The beauty of the Gospels resides in the fact that even though each contains essentially the same basic information about Jesus, each Gospel account is remarkably distinct in its presentation of the life and teachings of Jesus Christ. Each of the four books is actually complete in itself. Yet, taken together, the four Gospels give us a holistic view of the earthly life and ministry of Jesus of Nazareth. To fully grasp Jesus’ life and earthly ministry entails knowing Him as Servant as He is presented in the book of Mark, understanding His humanity as Son of Man as He is presented in the book of Luke, recognizing His Kingship and Royal identity as presented in the Gospel of Matthew, and acknowledging His Deity as presented in the Gospel of John. This only goes to show that in each of the four Gospels we can find one motley splash of beauty and emphasis that contribute a particular viewpoint that is absolutely necessary in understanding the life and teachings of Jesus Christ.
The Gospel of Mark gives us a vivid picture of Jesus as “Son of God.” It should be noted however, that the title Son of God is not used to denote His “Deity or Divinity.” The title carries with it Messianic connotations, giving emphasis to Jesus’ Messianic role, that is, to bring the outcast and the marginalized back to society. The book of Mark also presents Jesus as “Son of Man.” As Son of Man Jesus came to the world to suffer and die for the redemption of mankind. The title Son of Man is used to give emphasis to Jesus’ calling and mission that is characterized by mortification, suffering, martyrdom and servanthood. As Son of God and as Son of Man Jesus exemplified true servanthood. In Mark He is always at work, doing miracles and teaching people. The book is actually characterized by fast-paced action and a sense of urgency as evidenced by the reiterative use of the words “immediately,” “at once,” “quickly” and “just then” that are mentioned no less than 41 times.
In the Gospel of Matthew the genealogy of Jesus goes back to Abraham the father of the Jewish nation and to David, Israel’s greatest king. Both are recipients of covenantal promise. This is to prove that Jesus is the fulfillment of all that was spoken through the prophets, that He is the long expected King and Deliverer of His people. In this book, Jesus has the following Royal titles: King, Messiah, Christ, Son of David. It is in fact in this Gospel that the phrase “Kingdom of Heaven” is mentioned 31 times. Not even once does the said phrase appear in the other Gospels. The Royal identity of Jesus is recognized by the multitudes that he preached to and even by the little children. Another prominent feature of Matthew’s Gospel is the predominance of Jesus’ ethical teachings that are radical in nature- radical in the sense that His teachings openly denounced the hypocrisy of His contemporaries, the Pharisees. As a matter of fact, in chapter 23, Jesus reserved His strongest and longest sermon not for struggling sinners, discouraged disciples or wealthy people but for hypocrites, glory hogs and legalists.
The book of Luke highlights Jesus’ ministry to the poor.
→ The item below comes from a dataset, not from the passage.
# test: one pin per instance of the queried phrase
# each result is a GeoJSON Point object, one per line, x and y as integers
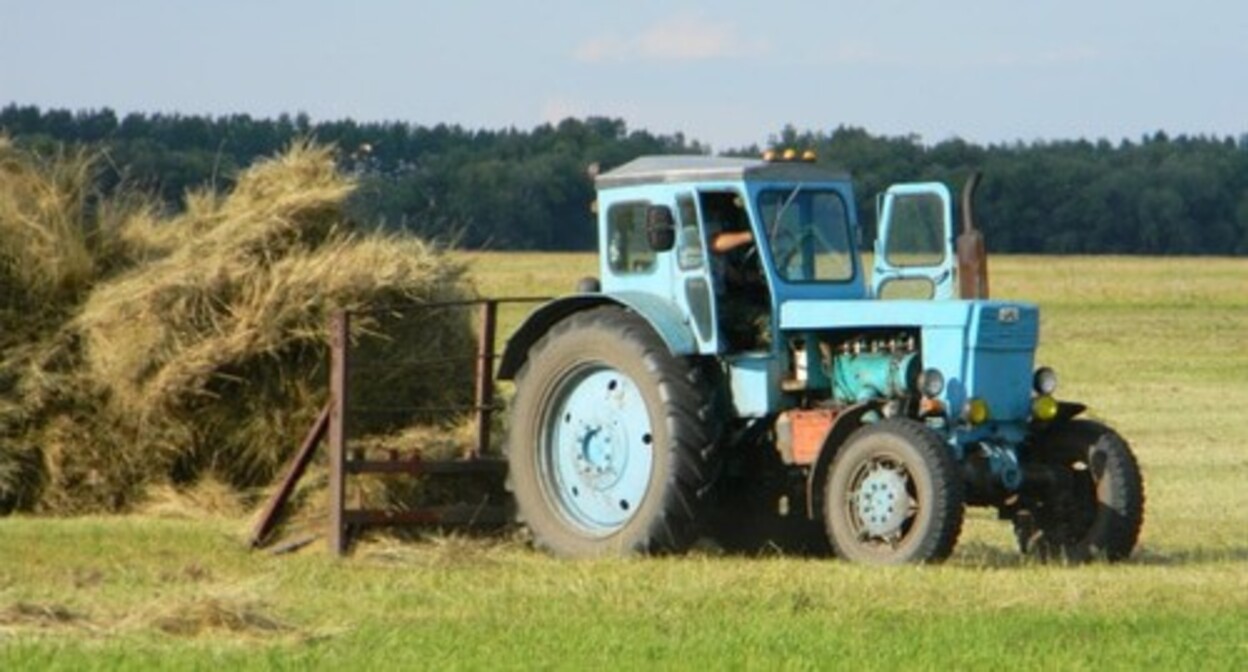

Here we find proof that Jesus is specially attentive to the plight of the marginalized- those who were generally looked upon as insignificant members of society in the first century: women, children, the poor and the disreputable. Luke also clearly establishes that Jesus is strongly opposed to love for riches as much as he is ardently concerned about the poverty of the needy. In this Gospel account Jesus emphatically warned against riches. Luke’s Gospel utterly denounces an order of society in which riches are highly esteemed and poverty despised for what is highly valued among men is detestable to GOD (Luke 16:15). Another dominant theme in Luke is the special role of the Holy Spirit in Jesus’ ministry. It is through the power of the Holy Spirit that Mary bore a child. Furthermore, Jesus Himself was baptized by the Holy Spirit before His earthly ministry began.
The Gospel according to John gives prominence to the Divinity and Deity of Jesus Christ. In this book we find the preexistence of Jesus. Only in John is Jesus given the Christological title I AM. Jesus Himself declared, “Before Abraham was I AM.” He is also referred to as “Son of God.” But unlike in the Gospel of Mark, the title speaks of Jesus’ Divine nature. He is the “Son of God” whom the Father sent to do His work. The writer of this Gospel sets forth to prove that Jesus, although 100% human is “undiminished deity.” Among the four Gospels, John is considered a “primer” for it contains the very heart of Christianity – that eternal life is obtained through faith in the one and only Begotten Son of God, Jesus Christ.
To have a thorough understanding of the Gospels one has to take each record independently and take into account that they were written by different authors, in different languages, in different cultural settings, and at different time periods. As one probes deep into the Gospels, he is to uncover one absolutely amazing truth - that despite their distinctiveness, the Gospels in its entirety point out to one and only astounding truth – “that God loves the sinful humanity so much that He gave His Son Jesus to be the Savior of the entire humankind.”